Modulations : Une histoire de la musique électronique
de Collectif

critiqué par Numanuma, le 12 août 2008
(Tours - 51 ans)


La note:  étoiles
Sculpter le son
Et si la platine vinyle était un instrument à percussion ? Voila peut-être la phrase qui m’a le plus interpellé en ce sens qu’elle porte en elle la réconciliation entre deux camps : les tenants de l’instrumentation acoustique comme seule digne de ce nom et les fanas de l’électronique pour qui claviers et ordinateurs sont des instruments à part entière.
Comme toujours chez Allia, le texte est d’une grande qualité, les divers auteurs sont des pointures dans leur domaine et l’ensemble est absolument passionnant et émaillé de nombreuses interviews et citations. Un petit bémol tout de même. C’est souvent le cas avec les spécialistes, l’ouvrage est parfois désespérément « sérieux ». Je veux dire par là que certains chapitres manquent de flamme et de passion tout en étant remarquables de précision. Ce n’est là qu’un détail tant l’ouvrage est proche de l’essai, genre peu porté sur les envolées lyriques. D’autres sont portés par un souffle et on sent que l’auteur n’est pas juste un pro mais d’abord un fan.

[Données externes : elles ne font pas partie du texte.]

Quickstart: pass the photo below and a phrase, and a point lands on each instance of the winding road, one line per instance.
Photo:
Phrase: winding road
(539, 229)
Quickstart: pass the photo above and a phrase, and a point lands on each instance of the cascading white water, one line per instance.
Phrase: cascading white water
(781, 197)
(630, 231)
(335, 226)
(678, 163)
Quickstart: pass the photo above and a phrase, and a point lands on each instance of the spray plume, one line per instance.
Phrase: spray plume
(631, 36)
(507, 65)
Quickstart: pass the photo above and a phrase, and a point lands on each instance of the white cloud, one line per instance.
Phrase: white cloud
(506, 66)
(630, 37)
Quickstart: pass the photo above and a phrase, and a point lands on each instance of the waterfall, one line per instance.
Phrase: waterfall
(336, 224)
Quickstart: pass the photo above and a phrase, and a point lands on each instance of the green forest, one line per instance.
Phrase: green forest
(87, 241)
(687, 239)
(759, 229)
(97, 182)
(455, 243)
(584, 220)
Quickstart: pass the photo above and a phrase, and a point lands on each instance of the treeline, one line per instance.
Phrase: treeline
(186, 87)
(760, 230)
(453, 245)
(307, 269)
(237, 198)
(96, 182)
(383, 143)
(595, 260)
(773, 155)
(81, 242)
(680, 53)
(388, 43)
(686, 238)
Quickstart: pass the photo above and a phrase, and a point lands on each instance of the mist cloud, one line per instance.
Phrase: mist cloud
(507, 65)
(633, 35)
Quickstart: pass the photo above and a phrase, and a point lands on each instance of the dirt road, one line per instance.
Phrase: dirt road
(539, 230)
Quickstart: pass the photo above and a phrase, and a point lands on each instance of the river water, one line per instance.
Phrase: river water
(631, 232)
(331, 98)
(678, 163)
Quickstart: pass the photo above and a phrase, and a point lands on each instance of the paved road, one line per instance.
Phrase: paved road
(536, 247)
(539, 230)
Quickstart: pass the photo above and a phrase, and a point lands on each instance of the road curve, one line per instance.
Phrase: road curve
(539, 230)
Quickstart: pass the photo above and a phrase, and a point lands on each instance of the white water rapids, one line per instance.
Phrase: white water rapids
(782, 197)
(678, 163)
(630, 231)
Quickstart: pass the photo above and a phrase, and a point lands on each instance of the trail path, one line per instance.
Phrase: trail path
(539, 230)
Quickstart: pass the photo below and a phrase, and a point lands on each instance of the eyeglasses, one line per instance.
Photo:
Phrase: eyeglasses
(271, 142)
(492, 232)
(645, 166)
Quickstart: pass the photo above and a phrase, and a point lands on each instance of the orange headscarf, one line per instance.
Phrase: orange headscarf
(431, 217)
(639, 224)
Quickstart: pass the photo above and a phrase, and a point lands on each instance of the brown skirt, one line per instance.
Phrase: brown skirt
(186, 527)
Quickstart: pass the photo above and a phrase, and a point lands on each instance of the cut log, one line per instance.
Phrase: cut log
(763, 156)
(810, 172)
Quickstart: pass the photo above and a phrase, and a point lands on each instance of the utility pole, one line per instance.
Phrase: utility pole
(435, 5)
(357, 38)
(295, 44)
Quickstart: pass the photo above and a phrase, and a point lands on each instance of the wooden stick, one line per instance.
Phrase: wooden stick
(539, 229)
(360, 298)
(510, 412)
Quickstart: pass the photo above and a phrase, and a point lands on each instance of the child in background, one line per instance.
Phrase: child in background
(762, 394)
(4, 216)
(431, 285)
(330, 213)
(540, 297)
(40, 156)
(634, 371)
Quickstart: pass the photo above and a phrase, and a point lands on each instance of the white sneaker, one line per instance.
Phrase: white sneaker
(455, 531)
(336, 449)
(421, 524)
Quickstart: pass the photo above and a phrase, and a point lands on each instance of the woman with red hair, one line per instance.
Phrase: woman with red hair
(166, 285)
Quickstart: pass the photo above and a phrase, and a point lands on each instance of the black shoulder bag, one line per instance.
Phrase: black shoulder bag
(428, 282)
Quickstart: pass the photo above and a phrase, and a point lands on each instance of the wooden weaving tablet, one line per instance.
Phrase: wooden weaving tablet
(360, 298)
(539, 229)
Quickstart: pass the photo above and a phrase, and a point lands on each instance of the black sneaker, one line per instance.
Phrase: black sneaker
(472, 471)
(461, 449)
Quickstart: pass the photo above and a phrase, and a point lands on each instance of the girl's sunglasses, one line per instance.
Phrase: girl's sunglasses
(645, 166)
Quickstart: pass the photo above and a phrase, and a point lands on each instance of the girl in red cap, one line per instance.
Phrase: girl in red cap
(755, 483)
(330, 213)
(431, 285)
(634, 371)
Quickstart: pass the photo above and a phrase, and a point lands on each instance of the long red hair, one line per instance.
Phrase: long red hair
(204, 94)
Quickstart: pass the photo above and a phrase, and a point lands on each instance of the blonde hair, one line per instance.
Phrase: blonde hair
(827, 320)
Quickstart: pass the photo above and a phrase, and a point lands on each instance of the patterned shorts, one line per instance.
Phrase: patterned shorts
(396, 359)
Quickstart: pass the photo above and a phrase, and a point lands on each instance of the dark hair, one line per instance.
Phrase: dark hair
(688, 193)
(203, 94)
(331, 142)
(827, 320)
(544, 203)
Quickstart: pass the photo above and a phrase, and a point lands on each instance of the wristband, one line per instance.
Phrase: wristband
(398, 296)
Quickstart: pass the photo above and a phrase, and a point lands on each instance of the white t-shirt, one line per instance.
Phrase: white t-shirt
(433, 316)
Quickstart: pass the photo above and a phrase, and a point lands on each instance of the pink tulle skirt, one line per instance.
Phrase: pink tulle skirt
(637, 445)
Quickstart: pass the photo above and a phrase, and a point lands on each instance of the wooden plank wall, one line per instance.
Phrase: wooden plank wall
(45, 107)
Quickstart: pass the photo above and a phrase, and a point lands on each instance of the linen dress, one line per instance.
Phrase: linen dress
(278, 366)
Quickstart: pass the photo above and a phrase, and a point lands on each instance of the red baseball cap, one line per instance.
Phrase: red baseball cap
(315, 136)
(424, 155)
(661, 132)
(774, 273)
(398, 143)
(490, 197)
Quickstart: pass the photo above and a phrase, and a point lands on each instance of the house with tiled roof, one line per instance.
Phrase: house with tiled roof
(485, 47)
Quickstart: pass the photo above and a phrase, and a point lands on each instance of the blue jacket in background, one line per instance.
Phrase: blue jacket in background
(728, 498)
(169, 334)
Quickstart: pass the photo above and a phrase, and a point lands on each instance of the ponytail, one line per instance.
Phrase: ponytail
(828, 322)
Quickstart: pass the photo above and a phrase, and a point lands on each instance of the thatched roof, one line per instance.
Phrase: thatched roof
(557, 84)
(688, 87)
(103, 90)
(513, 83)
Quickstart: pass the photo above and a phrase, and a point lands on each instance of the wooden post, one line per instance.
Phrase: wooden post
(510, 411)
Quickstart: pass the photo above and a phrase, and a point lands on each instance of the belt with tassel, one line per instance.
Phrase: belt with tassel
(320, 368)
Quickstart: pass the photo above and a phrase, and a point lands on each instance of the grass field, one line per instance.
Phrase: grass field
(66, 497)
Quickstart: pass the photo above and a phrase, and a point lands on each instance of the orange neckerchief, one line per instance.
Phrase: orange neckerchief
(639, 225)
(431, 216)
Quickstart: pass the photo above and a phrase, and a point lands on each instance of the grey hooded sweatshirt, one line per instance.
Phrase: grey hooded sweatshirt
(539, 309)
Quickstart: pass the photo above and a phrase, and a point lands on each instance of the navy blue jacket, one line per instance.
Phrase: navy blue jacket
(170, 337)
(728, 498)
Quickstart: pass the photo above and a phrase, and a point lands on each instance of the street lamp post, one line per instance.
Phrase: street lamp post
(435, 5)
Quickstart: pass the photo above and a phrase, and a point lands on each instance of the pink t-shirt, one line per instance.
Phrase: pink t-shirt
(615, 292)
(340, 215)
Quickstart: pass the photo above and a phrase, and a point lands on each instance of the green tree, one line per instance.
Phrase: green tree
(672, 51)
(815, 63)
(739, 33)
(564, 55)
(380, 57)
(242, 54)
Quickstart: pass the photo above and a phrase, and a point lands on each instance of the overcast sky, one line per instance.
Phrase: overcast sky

Mais revenons à l’essentiel. Le livre s’ouvre une introduction de Peter Shapiro : les musiciens électroniques, par leur approche particulière, ont tiré la musique occidentale au-delà de ses habitudes séculaires en créant leur propre univers musical hors de portée des contraintes du solfège.
S’en suit une brève chronologie. Le premier chapitre est consacré aux pionniers et, surprises, ils sont majoritairement européens. Pierre Henry et Pierre Schaeffer sont français, Stockhausen allemand, Xenakis grec. Ce sont les français qui sont à l’origine de la création de la musique concrète, première tentative d’élargissement du spectre des sons disponibles (klaxons, crissements…). Aussi élitiste que cela puisse paraître, l’influence de leurs travaux fut grande, sur Edgar Varèse par exemple qui aura un peu plus tard un fan reconnaissant en la personne de Franck Zappa. Avec Zappa, on voit l’influence d’expérimentations sonores dans la France d’après-guerre gagner les studios de rock américains. Mais ce n’est pas là que l’on retrouve le plus ce désir d’aller de l’avant mais encore en Europe avec le Krautrock, mouvement principalement allemand grâce à des groupes comme Neu, Can ou Ammon Duul. Le Krautrock associe discipline stricte et liberté absolue, fusion du rock psychédélique, du jazz , des rythmiques funk, de musique ethnique et des travaux électroniques d’avant-garde de Stockhausen. Ajoutons à cela l’élément peut-être essentiel : une sensibilité et une culture européenne, voire strictement allemande assez difficile à définir, « un mélange de Dada, de LSD et de philosophie zen ».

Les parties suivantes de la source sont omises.